Dosyada bulunan fiyat grafikleri ile diğer bilgi ve belgeler incelendiğinde; 2002 ve 2003 yıllarında Ege Bölgesi torbalı çimento pazarındaki paralel fiyat artışlarının, pazarın oligopolistik yapısı ile izah edilemeyeceği, fiyatların uyumlu eylem halinde tespit edildiğinin destekleyici bulgularla da ortaya konulduğu, davacının açıklamalarının ise uyumlu eylem içinde olunmadığının ispatı için yeterli olmadığı, uygulamada bölge dışına yapılacak aktif ve pasif satışların yasaklandığı,bölgelerde münhasırlık bulunmadığı dikkate alındığında davacının aktdettiği standart yetkili satıcılık anlaşmalarının da 2002/2 sayılı Tebliğin sağladığı muafiyetten yararlanamayacağı, sonucuna ulaşılmakta olup, kararın davacıya ilişkin kısmının 2002 yılı sonunda oluşan gayri safi gelirlerinin esas alınarak idari para cezası verilmesi dışında, hukuka uygun bulunduğu görülmektedir.
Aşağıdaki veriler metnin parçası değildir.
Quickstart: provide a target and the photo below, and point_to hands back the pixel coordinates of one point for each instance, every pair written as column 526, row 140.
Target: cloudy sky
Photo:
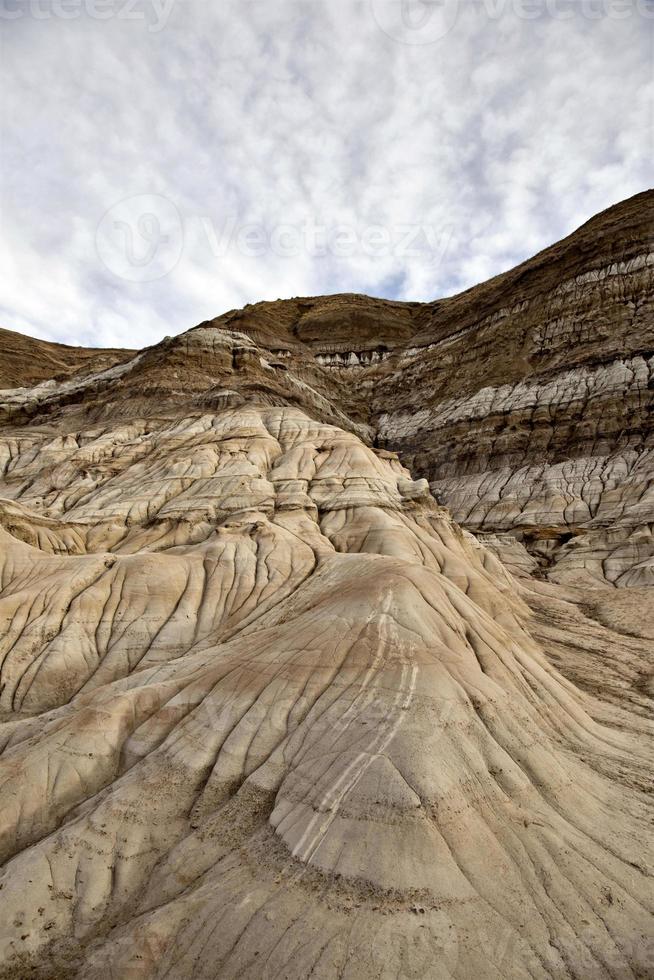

Davacının bu kısma ilişkin iddialarında ise isabet bulunmamaktadır.
Öte yandan; 4054 sayılı Yasanın işlem tarihinde yürürlükte bulunan 16. maddesinin ikinci fıkrasında yer alan “…yasaklanmış olan davranışları gerçekleştirdiği, bir yıl önceki mali yıl sonunda oluşan yıllık gayri safi gelirinin yüzde onuna kadar para cezası ” verilebileceği yolundaki hüküm, 8.2.2008 tarihli ve 26781 sayılı Resmi Gazetede yayınlanarak yürürlüğe giren 5728 sayılı Yasanın 472. maddesi ile “…nihai karardan bir önceki mali yıl sonunda oluşan veya bunun hesaplanması mümkün olmazsa nihai karar tarihine en yakın mali yıl sonunda oluşan ve Kurul tarafından saptanacak olan yıllık gayri safi gelirlerinin yüzde onuna kadar idarî para cezası verilir.” şeklinde değiştirilmiş,
Yine 5728 sayılı Yasanın 474. maddesi ile 4054 sayılı Yasanın 55. maddesinde yapılan düzenleme sonucu ise “Kurul kararlarına karşı yargı yoluna başvurulması kararların uygulanmasını ve idarî para cezalarının takip ve tahsilini durdurmaz.” kuralı getirilmiştir.
5326 sayılı Kabahatler Kanunu’nun “Genel Kanun Niteliği” başlıklı 3. maddesinde;
Bu Kanunun; İdari yaptırım kararlarına karşı kanun yoluna ilişkin hükümlerinin, diğer kanunlarda aksine hüküm bulunmaması halinde,
Diğer genel hükümlerinin, idari para cezası veya mülkiyetin kamuya geçirilmesi yaptırımını gerektiren bütün fiiller hakkında da uygulanacağı ;
“Zaman Bakımından Uygulama” başlıklı 5. maddesinin (1) numaralı fıkrasının gönderme yaptığı, 5237 sayılı Türk Ceza Kanu’nunun 7. maddesinin (2) numaralı fıkrasında ise; “Suçun işlendiği zaman yürürlükte bulunan kanun ile sonradan yürürlüğe giren kanunların hükümleri farklı ise, failin lehine olan kanun uygulanır ve infaz olunur.” hükmü yer almıştır.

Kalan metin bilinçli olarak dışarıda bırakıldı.